Validation of Senescence of the Role of ATM/P53 Pathway in Myocardial Senescence in Mice with Sepsis.

BACKGROUND: Sepsis induces multi-organ damage, including myocardial dysfunction, which is often reversible. However, the role of cell senescence in sepsis-induced myocardial dysfunction (SIMD) remains understudied. This study aimed to investigate gene expression changes related to myocardial aging in sepsis.

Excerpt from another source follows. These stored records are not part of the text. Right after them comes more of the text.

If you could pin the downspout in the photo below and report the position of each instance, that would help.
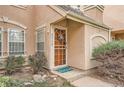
(110, 39)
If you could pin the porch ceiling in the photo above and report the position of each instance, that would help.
(117, 32)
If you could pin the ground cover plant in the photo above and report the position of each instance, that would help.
(111, 55)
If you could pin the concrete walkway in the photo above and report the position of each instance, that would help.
(90, 82)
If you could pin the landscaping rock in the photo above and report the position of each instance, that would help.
(44, 77)
(27, 84)
(37, 78)
(53, 76)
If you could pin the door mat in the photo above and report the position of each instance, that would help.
(64, 69)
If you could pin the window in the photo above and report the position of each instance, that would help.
(0, 41)
(20, 6)
(75, 6)
(16, 42)
(40, 40)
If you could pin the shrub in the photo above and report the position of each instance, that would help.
(108, 47)
(37, 62)
(19, 61)
(12, 63)
(8, 82)
(111, 55)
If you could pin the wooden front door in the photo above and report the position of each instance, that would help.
(60, 46)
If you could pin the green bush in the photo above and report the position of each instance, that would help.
(37, 62)
(19, 61)
(12, 63)
(8, 82)
(108, 47)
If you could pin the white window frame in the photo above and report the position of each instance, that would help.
(1, 42)
(9, 40)
(38, 30)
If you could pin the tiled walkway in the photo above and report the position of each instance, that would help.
(90, 82)
(79, 78)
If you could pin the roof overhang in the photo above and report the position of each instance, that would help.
(78, 18)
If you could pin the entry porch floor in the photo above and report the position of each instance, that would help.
(81, 78)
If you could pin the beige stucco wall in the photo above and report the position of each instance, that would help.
(90, 32)
(95, 14)
(45, 16)
(113, 16)
(75, 42)
(24, 17)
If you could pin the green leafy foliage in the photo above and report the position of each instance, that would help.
(37, 62)
(8, 82)
(108, 47)
(12, 63)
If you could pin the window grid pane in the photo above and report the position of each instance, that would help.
(40, 40)
(16, 42)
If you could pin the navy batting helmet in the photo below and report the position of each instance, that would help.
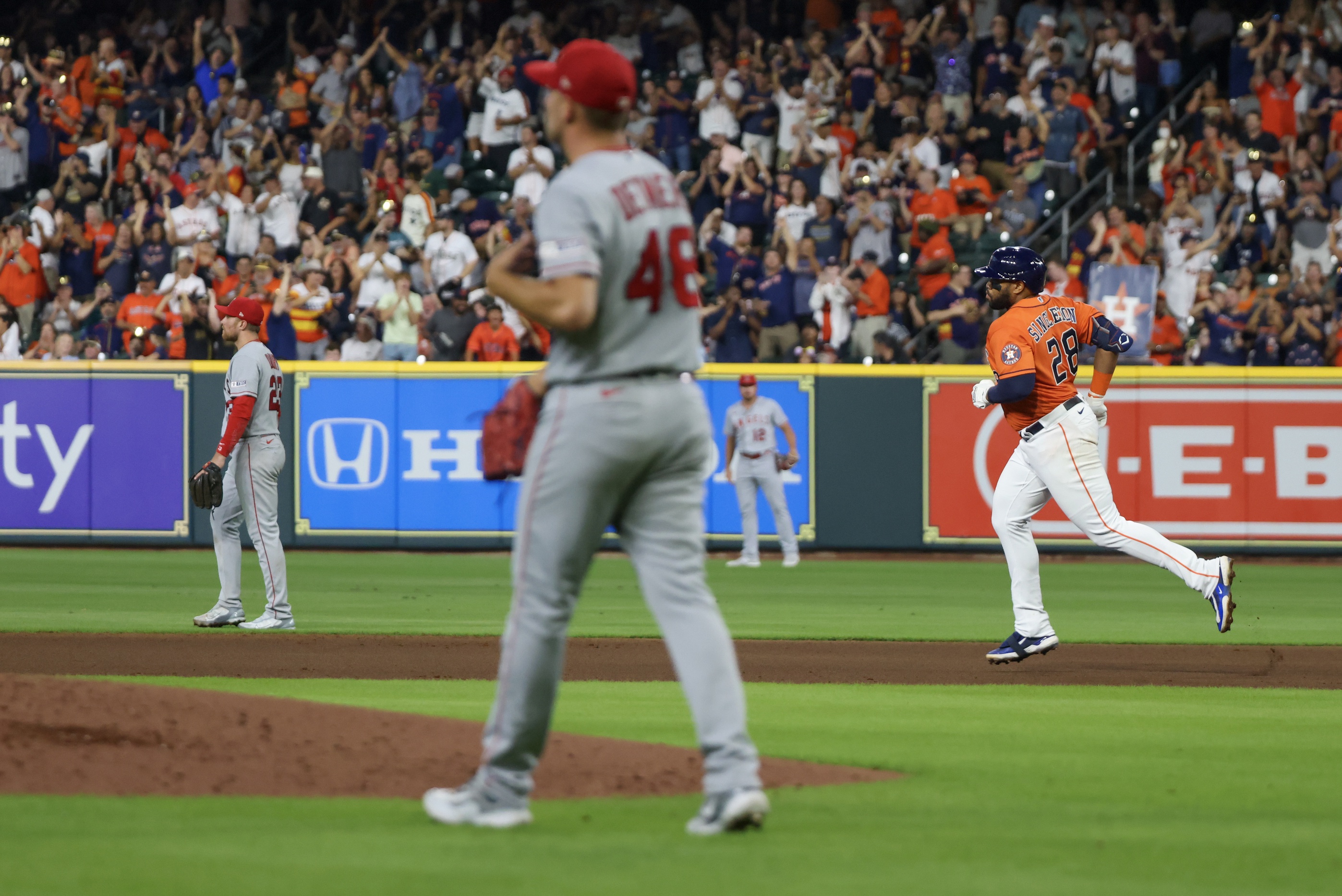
(1016, 263)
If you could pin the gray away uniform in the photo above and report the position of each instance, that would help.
(623, 441)
(757, 446)
(252, 483)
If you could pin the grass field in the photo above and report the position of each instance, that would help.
(144, 591)
(1043, 789)
(1059, 790)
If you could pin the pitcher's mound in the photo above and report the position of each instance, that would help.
(73, 737)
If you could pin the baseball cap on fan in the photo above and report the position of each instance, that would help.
(591, 73)
(243, 308)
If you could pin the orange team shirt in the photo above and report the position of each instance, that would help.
(1138, 237)
(1165, 332)
(1280, 107)
(139, 311)
(493, 345)
(19, 289)
(1040, 336)
(101, 239)
(978, 181)
(939, 204)
(939, 247)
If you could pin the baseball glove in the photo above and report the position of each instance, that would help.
(508, 432)
(207, 487)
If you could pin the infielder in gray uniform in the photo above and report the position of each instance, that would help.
(253, 391)
(623, 439)
(750, 434)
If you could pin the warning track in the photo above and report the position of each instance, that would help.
(372, 657)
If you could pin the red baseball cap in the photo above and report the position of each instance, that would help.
(591, 73)
(243, 308)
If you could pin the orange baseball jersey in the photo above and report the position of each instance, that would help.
(1040, 336)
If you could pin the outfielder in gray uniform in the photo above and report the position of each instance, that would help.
(750, 431)
(623, 441)
(253, 392)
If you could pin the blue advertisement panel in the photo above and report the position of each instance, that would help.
(386, 455)
(101, 455)
(1126, 296)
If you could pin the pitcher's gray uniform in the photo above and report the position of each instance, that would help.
(252, 483)
(623, 439)
(757, 468)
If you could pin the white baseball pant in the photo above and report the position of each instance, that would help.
(1064, 462)
(755, 475)
(252, 494)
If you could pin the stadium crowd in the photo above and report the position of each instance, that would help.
(355, 166)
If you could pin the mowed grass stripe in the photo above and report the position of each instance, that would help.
(411, 593)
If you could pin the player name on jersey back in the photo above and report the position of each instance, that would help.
(620, 218)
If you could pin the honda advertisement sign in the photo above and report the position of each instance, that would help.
(1209, 463)
(402, 456)
(98, 455)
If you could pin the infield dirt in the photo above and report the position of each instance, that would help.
(74, 737)
(375, 657)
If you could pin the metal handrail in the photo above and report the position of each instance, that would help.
(1062, 216)
(1142, 137)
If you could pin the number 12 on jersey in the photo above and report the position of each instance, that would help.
(646, 282)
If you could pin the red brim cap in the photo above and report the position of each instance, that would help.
(591, 73)
(245, 309)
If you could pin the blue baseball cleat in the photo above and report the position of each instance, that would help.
(1018, 647)
(1221, 597)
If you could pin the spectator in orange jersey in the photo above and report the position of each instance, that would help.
(492, 341)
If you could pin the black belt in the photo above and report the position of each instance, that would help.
(1038, 427)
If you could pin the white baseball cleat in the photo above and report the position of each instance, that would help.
(477, 804)
(267, 621)
(220, 616)
(729, 811)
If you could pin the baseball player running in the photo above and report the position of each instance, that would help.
(623, 441)
(750, 432)
(1032, 349)
(250, 489)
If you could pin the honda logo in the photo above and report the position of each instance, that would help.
(344, 453)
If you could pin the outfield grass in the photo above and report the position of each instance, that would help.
(145, 591)
(1046, 790)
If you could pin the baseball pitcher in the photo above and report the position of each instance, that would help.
(750, 431)
(1032, 349)
(623, 441)
(250, 489)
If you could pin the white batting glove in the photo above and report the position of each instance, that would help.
(980, 395)
(1097, 404)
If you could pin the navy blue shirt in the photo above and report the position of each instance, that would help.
(1223, 329)
(1243, 254)
(756, 122)
(77, 263)
(777, 290)
(735, 345)
(673, 127)
(730, 262)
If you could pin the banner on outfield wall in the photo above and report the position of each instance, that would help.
(1208, 463)
(1126, 296)
(400, 455)
(101, 455)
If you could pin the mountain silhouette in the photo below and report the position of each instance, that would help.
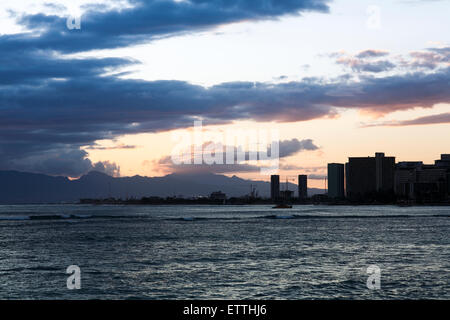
(23, 187)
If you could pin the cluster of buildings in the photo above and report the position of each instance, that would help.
(380, 178)
(277, 194)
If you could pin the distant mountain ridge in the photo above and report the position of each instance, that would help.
(23, 187)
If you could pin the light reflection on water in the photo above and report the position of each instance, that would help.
(224, 252)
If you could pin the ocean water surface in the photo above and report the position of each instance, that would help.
(224, 252)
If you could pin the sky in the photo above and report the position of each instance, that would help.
(334, 78)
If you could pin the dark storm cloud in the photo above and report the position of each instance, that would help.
(51, 105)
(371, 53)
(35, 66)
(291, 147)
(145, 21)
(286, 148)
(433, 119)
(61, 115)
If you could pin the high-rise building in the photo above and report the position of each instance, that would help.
(418, 181)
(275, 187)
(336, 180)
(302, 186)
(367, 176)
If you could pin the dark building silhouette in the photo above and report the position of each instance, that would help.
(336, 180)
(302, 186)
(275, 187)
(422, 182)
(370, 177)
(286, 195)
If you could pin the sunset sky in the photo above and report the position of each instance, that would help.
(335, 78)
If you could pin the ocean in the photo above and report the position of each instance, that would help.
(224, 252)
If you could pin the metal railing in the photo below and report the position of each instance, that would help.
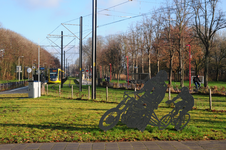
(12, 85)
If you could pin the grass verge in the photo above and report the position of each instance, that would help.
(55, 119)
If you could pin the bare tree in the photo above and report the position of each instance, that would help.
(183, 16)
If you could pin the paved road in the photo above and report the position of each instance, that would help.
(145, 145)
(17, 90)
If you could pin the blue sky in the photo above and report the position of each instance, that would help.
(35, 19)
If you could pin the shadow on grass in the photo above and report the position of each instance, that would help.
(57, 126)
(13, 97)
(75, 127)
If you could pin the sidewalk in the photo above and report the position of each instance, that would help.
(143, 145)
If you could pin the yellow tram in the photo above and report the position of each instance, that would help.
(54, 75)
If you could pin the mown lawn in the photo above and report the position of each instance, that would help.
(55, 119)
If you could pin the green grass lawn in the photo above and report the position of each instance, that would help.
(219, 84)
(61, 119)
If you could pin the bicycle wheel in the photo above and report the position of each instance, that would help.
(182, 122)
(164, 122)
(109, 119)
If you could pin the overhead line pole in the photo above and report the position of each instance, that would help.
(62, 58)
(64, 64)
(80, 57)
(94, 27)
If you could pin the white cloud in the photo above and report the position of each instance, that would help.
(39, 3)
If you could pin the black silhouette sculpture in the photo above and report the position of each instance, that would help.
(139, 113)
(182, 120)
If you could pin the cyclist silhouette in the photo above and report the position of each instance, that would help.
(186, 105)
(141, 112)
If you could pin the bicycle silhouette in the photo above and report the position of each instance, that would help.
(124, 109)
(179, 123)
(139, 113)
(184, 117)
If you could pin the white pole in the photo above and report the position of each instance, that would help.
(38, 70)
(210, 99)
(71, 91)
(88, 92)
(106, 93)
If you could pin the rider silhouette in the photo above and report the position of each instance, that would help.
(140, 113)
(186, 104)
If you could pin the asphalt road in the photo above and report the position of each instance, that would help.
(17, 90)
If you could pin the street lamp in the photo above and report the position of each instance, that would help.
(189, 66)
(110, 71)
(127, 69)
(19, 65)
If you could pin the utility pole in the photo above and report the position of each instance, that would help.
(61, 58)
(94, 27)
(64, 64)
(80, 57)
(66, 67)
(39, 71)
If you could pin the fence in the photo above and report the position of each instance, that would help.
(113, 95)
(12, 85)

METHODS: Transcriptomic datasets (GSE79962 and GSE141864) were analyzed to identify senescence-related genes (SRGs) by intersecting differentially expressed genes (DEGs) with the CellAge database. Functional enrichment and protein-protein interaction (PPI) network analysis were performed to identify key pathways and hub genes. A murine sepsis model was established via intraperitoneal lipopolysaccharide (LPS) injection, and the Ataxia Telangiectasia Mutated Protein (ATM) inhibitor KU60019 was used to assess the effects on cardiac function and cellular aging. RESULTS: Bioinformatics analysis revealed 15 aging-related genes, including MYC, TP53, CXCL1, and SERPINE1, which were upregulated in septic myocardial tissue. Functional enrichment analysis highlighted pathways related to DNA damage repair, cell senescence, and immune response. In vivo validation using murine LPS-induced sepsis models confirmed significant myocardial damage, which was alleviated by treatment with KU60019, an inhibitor of the DNA damage response pathway. CONCLUSION: Cellular senescence and immune dysregulation play critical roles in SIMD. Targeting DDR pathways, as demonstrated by KU60019 treatment, provides novel insights into the role of cellular senescence in severe sepsis and its potential therapeutic implications for improving cardiovascular prognosis in septic patients.